We are currently at 1 degree Celsius in terms of global warming. Marine species in Maine are moving north to higher latitudes. Elsewhere, we have ever-more-ferocious storms, fires and droughts.

An additional rise of 0.5 C, taking us to 1.5 C, will exacerbate ice sheet instability in Antarctica and Greenland. Current rates of greenhouse-gas emissions will bring us to 1.5 C by 2030; this is just 11 years away. Between 1.5 C and 2 C, “feedback loops” – complex interactions that reinforce climate change processes – will make ice melt increasingly irreversible. This is when things start to spiral out of control.

We will see ever-more-severe flooding of low-lying coastal areas. Over time, significant parts of cities such as Miami and New York will become uninhabitable. Around the world, hundreds of millions of people will be displaced. Almost all coral reefs will die.

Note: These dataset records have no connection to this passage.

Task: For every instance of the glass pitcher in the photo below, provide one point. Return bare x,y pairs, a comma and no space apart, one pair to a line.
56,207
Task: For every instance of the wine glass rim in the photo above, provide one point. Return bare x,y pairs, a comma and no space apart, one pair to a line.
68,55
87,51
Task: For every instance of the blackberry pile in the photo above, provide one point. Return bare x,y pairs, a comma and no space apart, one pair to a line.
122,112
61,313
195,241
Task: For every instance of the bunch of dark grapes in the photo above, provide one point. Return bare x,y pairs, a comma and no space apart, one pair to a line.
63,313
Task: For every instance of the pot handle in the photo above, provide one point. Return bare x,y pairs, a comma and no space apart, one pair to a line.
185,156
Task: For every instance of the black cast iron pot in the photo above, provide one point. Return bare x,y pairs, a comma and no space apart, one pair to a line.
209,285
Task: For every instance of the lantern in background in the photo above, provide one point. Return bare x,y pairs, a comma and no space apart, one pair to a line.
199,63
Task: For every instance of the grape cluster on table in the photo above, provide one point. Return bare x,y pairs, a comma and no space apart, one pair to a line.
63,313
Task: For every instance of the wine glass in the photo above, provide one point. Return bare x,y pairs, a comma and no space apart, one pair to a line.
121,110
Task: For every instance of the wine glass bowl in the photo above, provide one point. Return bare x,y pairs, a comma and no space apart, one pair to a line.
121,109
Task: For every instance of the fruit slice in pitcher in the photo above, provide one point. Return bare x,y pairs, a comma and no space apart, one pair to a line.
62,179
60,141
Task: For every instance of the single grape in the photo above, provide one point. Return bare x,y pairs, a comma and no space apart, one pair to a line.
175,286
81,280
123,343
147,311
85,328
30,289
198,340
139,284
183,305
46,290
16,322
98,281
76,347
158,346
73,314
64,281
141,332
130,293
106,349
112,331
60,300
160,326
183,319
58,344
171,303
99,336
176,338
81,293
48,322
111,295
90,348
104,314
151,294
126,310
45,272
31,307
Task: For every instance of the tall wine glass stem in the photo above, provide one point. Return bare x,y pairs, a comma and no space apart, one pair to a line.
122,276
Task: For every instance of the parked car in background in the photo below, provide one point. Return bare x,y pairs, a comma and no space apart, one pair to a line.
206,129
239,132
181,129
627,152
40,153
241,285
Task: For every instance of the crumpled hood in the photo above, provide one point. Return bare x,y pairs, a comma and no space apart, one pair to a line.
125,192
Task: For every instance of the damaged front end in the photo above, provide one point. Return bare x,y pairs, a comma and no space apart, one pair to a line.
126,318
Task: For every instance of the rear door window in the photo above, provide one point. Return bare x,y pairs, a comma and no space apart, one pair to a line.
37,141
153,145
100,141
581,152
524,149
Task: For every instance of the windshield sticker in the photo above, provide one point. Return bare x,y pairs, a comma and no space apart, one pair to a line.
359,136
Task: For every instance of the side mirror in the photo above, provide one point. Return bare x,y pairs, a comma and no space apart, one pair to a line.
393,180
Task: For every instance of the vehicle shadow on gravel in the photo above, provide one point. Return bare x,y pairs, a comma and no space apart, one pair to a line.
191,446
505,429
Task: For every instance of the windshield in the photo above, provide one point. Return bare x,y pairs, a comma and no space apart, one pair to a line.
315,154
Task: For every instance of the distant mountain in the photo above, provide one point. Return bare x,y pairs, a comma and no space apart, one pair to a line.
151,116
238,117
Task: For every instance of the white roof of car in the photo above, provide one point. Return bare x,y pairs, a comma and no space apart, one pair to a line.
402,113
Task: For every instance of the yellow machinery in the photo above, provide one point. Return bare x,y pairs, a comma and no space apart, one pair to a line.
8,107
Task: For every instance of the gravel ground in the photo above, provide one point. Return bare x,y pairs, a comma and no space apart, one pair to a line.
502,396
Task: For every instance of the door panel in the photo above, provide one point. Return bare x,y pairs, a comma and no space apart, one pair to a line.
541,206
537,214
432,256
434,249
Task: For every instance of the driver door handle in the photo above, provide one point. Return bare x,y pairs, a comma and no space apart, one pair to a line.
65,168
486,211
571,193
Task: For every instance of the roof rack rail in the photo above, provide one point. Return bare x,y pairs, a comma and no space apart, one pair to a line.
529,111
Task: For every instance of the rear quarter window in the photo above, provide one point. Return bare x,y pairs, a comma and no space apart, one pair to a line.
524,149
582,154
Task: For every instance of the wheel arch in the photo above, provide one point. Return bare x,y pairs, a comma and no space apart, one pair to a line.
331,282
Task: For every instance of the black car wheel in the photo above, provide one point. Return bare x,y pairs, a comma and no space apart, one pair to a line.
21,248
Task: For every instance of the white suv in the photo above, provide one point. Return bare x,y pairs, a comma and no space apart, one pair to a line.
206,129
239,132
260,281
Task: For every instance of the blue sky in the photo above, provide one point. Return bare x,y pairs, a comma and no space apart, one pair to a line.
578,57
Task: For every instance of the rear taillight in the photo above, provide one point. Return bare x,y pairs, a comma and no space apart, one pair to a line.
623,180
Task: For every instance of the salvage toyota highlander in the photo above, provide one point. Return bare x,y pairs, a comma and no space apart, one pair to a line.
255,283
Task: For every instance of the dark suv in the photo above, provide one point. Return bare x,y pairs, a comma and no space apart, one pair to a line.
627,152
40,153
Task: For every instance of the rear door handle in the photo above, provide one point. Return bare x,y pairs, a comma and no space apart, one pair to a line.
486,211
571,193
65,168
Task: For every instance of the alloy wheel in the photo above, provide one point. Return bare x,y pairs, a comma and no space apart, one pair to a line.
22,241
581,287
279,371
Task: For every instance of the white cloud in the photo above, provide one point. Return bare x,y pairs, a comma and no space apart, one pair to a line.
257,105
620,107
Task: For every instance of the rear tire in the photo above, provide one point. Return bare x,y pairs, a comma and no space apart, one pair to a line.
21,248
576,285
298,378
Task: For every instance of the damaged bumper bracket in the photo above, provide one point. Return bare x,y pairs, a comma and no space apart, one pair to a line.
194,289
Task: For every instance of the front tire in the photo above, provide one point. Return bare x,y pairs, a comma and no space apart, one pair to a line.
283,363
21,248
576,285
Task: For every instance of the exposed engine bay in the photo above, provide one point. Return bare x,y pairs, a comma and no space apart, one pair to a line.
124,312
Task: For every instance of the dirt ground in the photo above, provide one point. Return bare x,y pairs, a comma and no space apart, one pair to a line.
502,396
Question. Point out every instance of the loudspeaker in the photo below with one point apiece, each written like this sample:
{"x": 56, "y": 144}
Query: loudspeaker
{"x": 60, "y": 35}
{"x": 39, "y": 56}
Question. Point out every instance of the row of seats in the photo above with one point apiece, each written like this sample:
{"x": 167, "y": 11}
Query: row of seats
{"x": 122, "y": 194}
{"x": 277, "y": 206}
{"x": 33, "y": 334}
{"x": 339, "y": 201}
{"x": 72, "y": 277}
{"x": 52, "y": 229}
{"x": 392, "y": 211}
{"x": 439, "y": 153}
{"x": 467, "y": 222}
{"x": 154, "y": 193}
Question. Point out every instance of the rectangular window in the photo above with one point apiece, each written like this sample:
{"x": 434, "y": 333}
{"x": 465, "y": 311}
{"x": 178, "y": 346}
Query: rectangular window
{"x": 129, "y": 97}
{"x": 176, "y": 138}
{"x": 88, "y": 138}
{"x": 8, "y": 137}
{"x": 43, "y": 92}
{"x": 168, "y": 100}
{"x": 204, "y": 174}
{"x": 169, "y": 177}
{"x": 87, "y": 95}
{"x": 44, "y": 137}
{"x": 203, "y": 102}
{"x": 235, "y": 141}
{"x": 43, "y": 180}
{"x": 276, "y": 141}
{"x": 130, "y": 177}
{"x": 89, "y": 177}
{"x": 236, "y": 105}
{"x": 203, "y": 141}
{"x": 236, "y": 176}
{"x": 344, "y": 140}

To stop the global warming juggernaut we will have to implement rapid and far-reaching changes throughout the economy. We can do this. We did it when gearing up to fight Japan and Germany in the Second World War. We need a plan of action. The Green New Deal is an emerging blueprint. If not the Green New Deal, then we need a similarly bold and ambitious alternative.

What we cannot afford is a continuing refusal on the part of our politicians to acknowledge the necessity to take action.

We should demand that all our local representatives endorse Maine’s own Green New Deal, or come up with a viable alternative. In 2020, we should elect to the House and Senate only candidates who support a national plan bold enough to halt the rise in global warming.

We have no choice. There is no Plan B. We can do this, but we have to begin to act now.